Targeting angiopoietin-2 + VEGF-A to treat DME

Intravitreal faricimab (previously known as RG7716, Genentech/Roche) shows promise for improving outcomes and reducing the treatment burden for diabetic macular edema (DME), according to results of a phase II study.

Faricimab is a first-in-kind bispecific antibody that simultaneously binds and neutralizes VEGF-A and angiopoietin-2, said Arshad M. Khanani, MD, MA, BOULEVARD Investigator, managing partner and director of clinical research at Sierra Eye Associates and clinical associate professor, University of Nevada, Reno, NV. The agent is also optimized for fast systemic clearance and to avoid effector function.

Known as BOULEVARD, the phase II study compared faricimab at doses of 1.5 mg and 6.0 mg against ranibizumab 0.3 mg (Lucentis, Genentech).

Patients received six monthly injections (up to week 20), after which they were followed monthly (off treatment), up to week 36 to evaluate the durability potential of the drug. The primary endpoint analyzed adjusted mean change in BCVA letter score from baseline to week 24 in treatment-naïve patients, which showed a statistically significant difference favoring faricimab 6.0 mg against ranibizumab (13.9 vs. 10.3 letters; P=.03).

Analyses looking at percentages of patients achieving ≥2-line or ≥3-line improvements in BCVA and improvements in Diabetic Retinopathy Severity Score (DRSS) (DRSS simplified conversion table (http://www.icoph.org/dynamic/attachments/resources/diabetic-retinopathy-detail.pdf)) also favored faricimab over ranibizumab. In addition, the investigational agent showed a benefit for better control of disease activity during the 16-week observation period, following the last study injection, Dr. Khanani said.
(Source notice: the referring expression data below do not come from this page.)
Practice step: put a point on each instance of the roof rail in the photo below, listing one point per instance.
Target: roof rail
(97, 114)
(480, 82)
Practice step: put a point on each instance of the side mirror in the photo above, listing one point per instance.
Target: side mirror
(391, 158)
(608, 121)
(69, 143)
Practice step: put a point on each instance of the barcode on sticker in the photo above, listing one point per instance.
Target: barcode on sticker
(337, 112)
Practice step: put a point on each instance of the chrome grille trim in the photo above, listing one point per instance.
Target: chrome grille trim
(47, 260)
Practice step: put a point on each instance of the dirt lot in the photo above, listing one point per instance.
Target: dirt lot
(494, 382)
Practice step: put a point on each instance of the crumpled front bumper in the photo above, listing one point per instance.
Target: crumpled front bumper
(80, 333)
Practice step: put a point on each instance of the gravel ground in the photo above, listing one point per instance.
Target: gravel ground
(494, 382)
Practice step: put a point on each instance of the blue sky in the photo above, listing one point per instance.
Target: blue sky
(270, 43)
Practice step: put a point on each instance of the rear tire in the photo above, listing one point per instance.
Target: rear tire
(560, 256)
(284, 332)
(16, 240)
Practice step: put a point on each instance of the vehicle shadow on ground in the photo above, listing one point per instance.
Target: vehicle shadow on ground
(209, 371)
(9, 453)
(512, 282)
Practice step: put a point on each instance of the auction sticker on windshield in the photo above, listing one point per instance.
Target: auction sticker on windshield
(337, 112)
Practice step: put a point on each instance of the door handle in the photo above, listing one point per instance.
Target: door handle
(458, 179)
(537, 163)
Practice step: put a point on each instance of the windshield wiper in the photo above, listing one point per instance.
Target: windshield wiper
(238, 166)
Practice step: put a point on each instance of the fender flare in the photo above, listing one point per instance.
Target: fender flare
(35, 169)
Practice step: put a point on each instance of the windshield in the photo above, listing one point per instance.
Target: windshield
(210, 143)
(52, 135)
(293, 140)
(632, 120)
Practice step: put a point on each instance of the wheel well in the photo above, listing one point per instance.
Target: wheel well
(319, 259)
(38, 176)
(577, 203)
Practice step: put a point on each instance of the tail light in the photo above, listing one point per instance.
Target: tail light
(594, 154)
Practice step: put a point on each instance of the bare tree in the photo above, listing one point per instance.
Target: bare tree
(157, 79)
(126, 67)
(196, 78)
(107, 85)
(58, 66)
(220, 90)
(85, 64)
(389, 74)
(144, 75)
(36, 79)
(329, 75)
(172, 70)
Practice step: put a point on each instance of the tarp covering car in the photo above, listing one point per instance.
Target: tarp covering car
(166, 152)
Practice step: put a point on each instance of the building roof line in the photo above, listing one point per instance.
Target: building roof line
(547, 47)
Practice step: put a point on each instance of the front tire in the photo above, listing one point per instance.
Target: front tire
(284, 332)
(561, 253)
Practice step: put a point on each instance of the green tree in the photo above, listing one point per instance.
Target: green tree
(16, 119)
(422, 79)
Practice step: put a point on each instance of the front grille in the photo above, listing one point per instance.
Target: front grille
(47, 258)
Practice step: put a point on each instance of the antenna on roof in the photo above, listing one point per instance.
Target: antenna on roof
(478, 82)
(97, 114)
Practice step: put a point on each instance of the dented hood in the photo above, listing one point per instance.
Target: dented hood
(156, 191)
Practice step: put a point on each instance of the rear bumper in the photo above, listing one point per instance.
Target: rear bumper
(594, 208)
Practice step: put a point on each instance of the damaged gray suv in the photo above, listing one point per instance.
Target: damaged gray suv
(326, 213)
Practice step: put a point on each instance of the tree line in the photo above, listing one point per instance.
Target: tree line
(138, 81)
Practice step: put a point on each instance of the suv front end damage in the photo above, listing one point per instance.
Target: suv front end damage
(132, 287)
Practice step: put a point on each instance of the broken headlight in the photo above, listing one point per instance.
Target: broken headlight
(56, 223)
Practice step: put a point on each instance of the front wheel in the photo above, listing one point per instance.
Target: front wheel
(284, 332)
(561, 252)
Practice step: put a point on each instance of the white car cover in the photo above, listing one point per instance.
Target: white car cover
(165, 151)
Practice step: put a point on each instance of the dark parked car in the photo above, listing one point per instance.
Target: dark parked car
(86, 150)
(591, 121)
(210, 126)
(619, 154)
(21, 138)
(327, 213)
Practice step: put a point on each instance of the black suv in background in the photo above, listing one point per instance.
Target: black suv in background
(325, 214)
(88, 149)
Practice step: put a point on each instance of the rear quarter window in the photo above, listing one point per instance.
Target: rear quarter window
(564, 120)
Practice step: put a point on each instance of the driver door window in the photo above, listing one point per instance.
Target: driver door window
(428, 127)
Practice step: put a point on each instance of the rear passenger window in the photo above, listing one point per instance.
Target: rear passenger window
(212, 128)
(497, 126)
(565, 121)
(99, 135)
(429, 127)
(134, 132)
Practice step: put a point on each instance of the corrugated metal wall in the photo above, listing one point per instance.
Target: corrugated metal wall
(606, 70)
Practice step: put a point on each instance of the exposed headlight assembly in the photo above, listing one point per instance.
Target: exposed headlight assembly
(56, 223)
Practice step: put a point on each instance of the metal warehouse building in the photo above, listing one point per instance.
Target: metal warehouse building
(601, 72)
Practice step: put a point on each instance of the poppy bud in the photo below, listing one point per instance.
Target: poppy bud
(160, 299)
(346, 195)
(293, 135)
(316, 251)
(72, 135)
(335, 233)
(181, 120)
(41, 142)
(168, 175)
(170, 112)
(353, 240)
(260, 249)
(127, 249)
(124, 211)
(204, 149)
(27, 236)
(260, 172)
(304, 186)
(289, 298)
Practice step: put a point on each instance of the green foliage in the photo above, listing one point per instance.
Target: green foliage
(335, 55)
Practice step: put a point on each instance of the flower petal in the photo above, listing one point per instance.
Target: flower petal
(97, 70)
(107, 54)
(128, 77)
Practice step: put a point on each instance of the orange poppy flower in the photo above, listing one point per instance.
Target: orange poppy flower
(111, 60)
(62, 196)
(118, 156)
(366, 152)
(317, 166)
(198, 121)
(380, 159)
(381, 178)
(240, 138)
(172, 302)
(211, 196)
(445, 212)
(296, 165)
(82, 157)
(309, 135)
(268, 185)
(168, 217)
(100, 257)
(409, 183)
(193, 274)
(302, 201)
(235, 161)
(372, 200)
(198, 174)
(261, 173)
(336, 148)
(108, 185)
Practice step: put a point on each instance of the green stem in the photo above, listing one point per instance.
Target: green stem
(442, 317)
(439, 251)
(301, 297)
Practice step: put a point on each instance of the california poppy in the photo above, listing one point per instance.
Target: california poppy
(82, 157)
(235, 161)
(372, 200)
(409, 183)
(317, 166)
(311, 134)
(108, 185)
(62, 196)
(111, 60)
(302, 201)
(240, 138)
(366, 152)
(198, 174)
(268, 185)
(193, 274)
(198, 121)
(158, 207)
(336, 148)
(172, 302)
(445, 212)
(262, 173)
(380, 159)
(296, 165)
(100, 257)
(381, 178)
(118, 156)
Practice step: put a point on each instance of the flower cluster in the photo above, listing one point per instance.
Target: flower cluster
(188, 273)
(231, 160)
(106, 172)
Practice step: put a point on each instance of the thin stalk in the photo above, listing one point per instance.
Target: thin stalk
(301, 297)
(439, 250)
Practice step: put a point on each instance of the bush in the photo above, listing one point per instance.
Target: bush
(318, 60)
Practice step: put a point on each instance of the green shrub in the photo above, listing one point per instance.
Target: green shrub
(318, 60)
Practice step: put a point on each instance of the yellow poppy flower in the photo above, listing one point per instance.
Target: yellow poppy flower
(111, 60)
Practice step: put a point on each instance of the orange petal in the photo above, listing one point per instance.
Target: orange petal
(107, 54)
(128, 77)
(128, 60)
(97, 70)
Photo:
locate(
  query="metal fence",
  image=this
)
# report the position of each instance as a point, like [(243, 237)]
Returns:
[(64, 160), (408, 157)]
“Angiopoietin-2 levels are elevated in the vitreous of patients with diabetic retinopathy (DR) and DME. The results from this phase II study confirm the role of blocking angiopoietin-2 to stabilize the vasculature and decrease leakage and inflammation in these patients,” Dr. Khanani said. “Two large global phase III pivotal studies, YOSEMITE and RHINE, have been initiated and are currently enrolling patients (clinicaltrials.gov id: NCT03622580).”
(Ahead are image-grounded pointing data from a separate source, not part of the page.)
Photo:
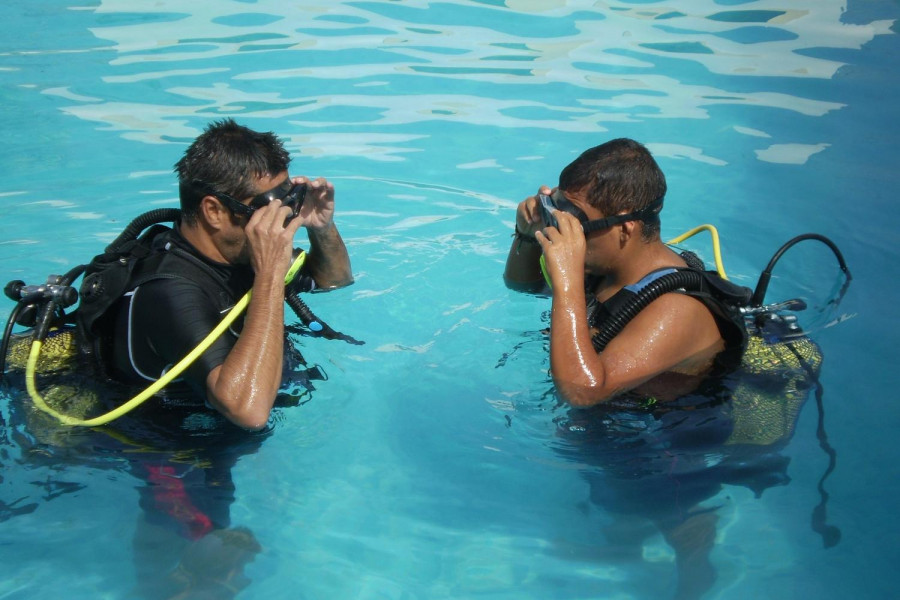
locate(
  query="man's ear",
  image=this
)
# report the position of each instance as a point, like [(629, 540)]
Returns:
[(627, 230), (212, 211)]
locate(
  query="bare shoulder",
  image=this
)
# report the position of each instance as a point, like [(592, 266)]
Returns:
[(675, 332)]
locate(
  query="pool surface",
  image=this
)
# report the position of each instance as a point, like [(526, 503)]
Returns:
[(436, 462)]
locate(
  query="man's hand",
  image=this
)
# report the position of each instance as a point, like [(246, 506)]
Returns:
[(270, 242), (564, 251), (317, 212)]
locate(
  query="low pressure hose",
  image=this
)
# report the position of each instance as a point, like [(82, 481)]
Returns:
[(690, 280), (141, 222)]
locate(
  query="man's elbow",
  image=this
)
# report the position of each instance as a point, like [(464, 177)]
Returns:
[(251, 420), (532, 287), (582, 396)]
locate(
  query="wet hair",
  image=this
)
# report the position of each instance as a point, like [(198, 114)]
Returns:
[(227, 158), (618, 176)]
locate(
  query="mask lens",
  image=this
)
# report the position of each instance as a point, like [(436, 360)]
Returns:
[(547, 206), (277, 193), (294, 198)]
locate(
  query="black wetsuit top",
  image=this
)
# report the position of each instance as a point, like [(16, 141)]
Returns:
[(159, 322)]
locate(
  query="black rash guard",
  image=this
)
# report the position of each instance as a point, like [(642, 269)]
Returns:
[(161, 321)]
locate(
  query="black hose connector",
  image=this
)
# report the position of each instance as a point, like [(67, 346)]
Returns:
[(762, 285), (314, 323), (142, 222)]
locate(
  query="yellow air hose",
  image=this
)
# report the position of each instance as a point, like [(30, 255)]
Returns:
[(159, 384), (717, 252)]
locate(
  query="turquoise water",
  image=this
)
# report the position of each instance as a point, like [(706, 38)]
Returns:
[(431, 464)]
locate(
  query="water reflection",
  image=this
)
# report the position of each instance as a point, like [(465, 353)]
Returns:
[(553, 66), (184, 543), (660, 469)]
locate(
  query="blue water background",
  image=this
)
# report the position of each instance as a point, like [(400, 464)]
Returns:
[(425, 467)]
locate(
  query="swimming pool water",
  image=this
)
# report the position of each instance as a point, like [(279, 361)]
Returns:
[(434, 462)]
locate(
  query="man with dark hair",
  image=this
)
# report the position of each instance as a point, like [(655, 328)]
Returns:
[(240, 212), (600, 238)]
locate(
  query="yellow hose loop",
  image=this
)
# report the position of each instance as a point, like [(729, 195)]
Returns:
[(717, 252), (160, 383)]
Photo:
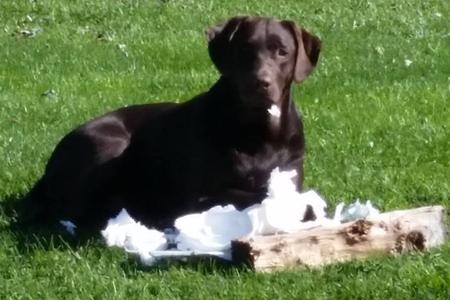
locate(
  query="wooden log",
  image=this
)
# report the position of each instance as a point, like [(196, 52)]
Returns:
[(388, 233)]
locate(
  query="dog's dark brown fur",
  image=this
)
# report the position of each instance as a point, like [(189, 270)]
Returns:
[(160, 161)]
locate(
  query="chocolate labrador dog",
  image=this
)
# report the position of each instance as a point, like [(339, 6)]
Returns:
[(160, 161)]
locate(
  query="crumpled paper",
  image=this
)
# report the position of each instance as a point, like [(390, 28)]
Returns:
[(211, 232)]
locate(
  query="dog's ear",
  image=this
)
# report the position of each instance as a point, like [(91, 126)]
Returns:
[(308, 50), (220, 38)]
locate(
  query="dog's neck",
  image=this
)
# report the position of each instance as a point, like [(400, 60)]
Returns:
[(264, 121)]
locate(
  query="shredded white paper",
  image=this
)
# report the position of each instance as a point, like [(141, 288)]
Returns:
[(211, 232)]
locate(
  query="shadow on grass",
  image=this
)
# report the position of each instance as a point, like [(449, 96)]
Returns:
[(32, 235)]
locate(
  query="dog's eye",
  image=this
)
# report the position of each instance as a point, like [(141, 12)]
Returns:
[(282, 52)]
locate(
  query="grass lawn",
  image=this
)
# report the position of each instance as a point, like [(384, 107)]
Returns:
[(377, 125)]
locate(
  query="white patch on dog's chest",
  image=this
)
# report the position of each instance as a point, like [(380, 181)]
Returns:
[(275, 114), (274, 111)]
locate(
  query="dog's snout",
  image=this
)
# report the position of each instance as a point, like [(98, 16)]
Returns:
[(264, 82)]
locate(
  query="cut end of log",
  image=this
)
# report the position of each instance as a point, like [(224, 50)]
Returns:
[(390, 233)]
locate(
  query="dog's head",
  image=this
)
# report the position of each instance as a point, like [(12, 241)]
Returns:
[(262, 56)]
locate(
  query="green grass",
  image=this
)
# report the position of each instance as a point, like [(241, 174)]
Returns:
[(376, 129)]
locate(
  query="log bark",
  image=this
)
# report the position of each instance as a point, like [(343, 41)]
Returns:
[(388, 233)]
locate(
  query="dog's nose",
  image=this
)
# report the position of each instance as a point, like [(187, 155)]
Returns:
[(263, 82)]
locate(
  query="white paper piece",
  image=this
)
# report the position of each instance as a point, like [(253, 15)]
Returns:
[(358, 210), (211, 232), (69, 226), (124, 232)]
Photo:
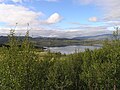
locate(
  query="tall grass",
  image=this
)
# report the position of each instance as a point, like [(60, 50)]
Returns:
[(23, 68)]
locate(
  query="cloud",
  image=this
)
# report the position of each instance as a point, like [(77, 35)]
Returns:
[(52, 0), (12, 14), (54, 18), (61, 33), (111, 8), (93, 19), (20, 1), (17, 1)]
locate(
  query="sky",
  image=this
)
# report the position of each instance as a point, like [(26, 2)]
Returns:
[(59, 18)]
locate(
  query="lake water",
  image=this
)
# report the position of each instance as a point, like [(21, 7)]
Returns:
[(72, 49)]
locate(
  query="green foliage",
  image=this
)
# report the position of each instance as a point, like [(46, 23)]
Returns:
[(24, 68)]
BOULEVARD is a U.S. multicenter, randomized, double-masked study that enrolled 229 patients (168 treatment-naïve and 61 previously treated) with diabetic macular edema and decreased visual acuity (20/320 to 20/40).

Highlighting some results from secondary outcome measures in the treatment-naïve patients, Dr. Khanani reported that a ≥2-line gain in BCVA from baseline to week 24 was achieved by 57.0% of patients in the ranibizumab group, 61.2% of patients treated with faricimab 1.5 mg, and 70.5% of those receiving faricimab 6.0 mg. Rates of patients with a ≥3-line improvement in BCVA in the three treatment groups were 32.7%, 36.7%, and 43.2%, respectively.

“These data show that compared with ranibizumab, faricimab 6.0 mg was associated with impressive relative increases of 24% in the percentage of 2-line gainers and 32% in the percentage of 3-line gainers in treatment-naïve patients,” Dr. Khanani said.

Data on central subfield thickness changes from baseline to week 24 supported the primary efficacy outcome, showing a dose-dependent effect with faricimab and more improvement with the investigational agent compared with ranibizumab.

Effect on diabetic retinopathy

In the treatment-naïve study population, 39% of patients treated with faricimab 6.0 mg and 12% of ranibizumab-treated patients had a ≥2-step improvement in DRSS at week 24. Among the high-risk population with a baseline DRSS ≥53 (i.e., ≥ severe nonproliferative diabetic retinopathy), 25% of ranibizumab-treated patients versus 88% of those treated with faricimab 6.0 mg showed an improvement of at least 2 steps in their diabetic retinopathy severity.

In the off-treatment observation period, patients treated with faricimab 6.0 mg showed potential for extended durability with a higher proportion of patients maintaining disease stability over time after the last dose.

Faricimab was well-tolerated and showed no new or unexpected safety signals.

Disclosures:

This article is based on a presentation given by Dr. Khanani at the 2018 World Ophthalmology Congress in Barcelona, Spain. Dr. Khanani is a consultant for Genentech and Roche.